In 2020 the Open Library launched what it called the National Emergency Library, in response to the first COVID-19 lockdowns. Claiming that the unprecedented circumstances justified lifting their lending controls, they uncoupled from the fixed one-to-one owned-to-loaned ratio inherent to CDL, lending unlimited copies of any given title at once. The publishers argue there was no legal justification for this action and that it simply represents large-scale copyright infringement. Other than some hand-waving that all of the books locked up in closed public libraries should somehow be counted against their digital lending, and an appeal to the exceptional circumstances of the pandemic amounting to fair use, it’s not clear that IA has any defense to this complaint. The National Emergency Library ceased operating earlier than IA had intended in response to this lawsuit being filed.

While the Open Library presents itself as a non-profit-David lining up against the mighty big-publishing-Goliath, the digitization services it provided to libraries between 2011 and 2020 yielded over $30 million in revenue.
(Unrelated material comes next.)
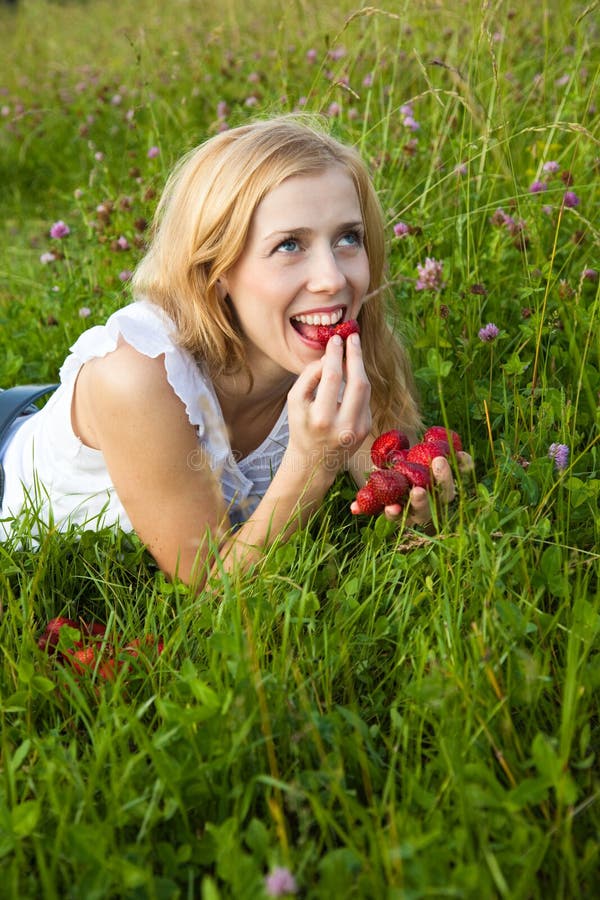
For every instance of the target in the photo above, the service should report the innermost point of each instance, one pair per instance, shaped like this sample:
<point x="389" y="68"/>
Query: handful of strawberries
<point x="399" y="467"/>
<point x="92" y="652"/>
Founder Brewster Kahle is also reported to have earned hundreds of millions of dollars personally from licensing the scanning technologies developed by the Open Library digitization project to businesses such as Amazon. 

The claim by the publishers against the Internet Archive is for damages totalling $19 million. Though how much of that the IA may have to pay, if found at fault, will depend to a great extent on whether they can convince the court they were acting in good faith and believed their actions were legal at the time. The Open Library homepage is currently soliciting donations from visitors in relation to the lawsuit, claiming “the right for libraries to lend books is being threatened.”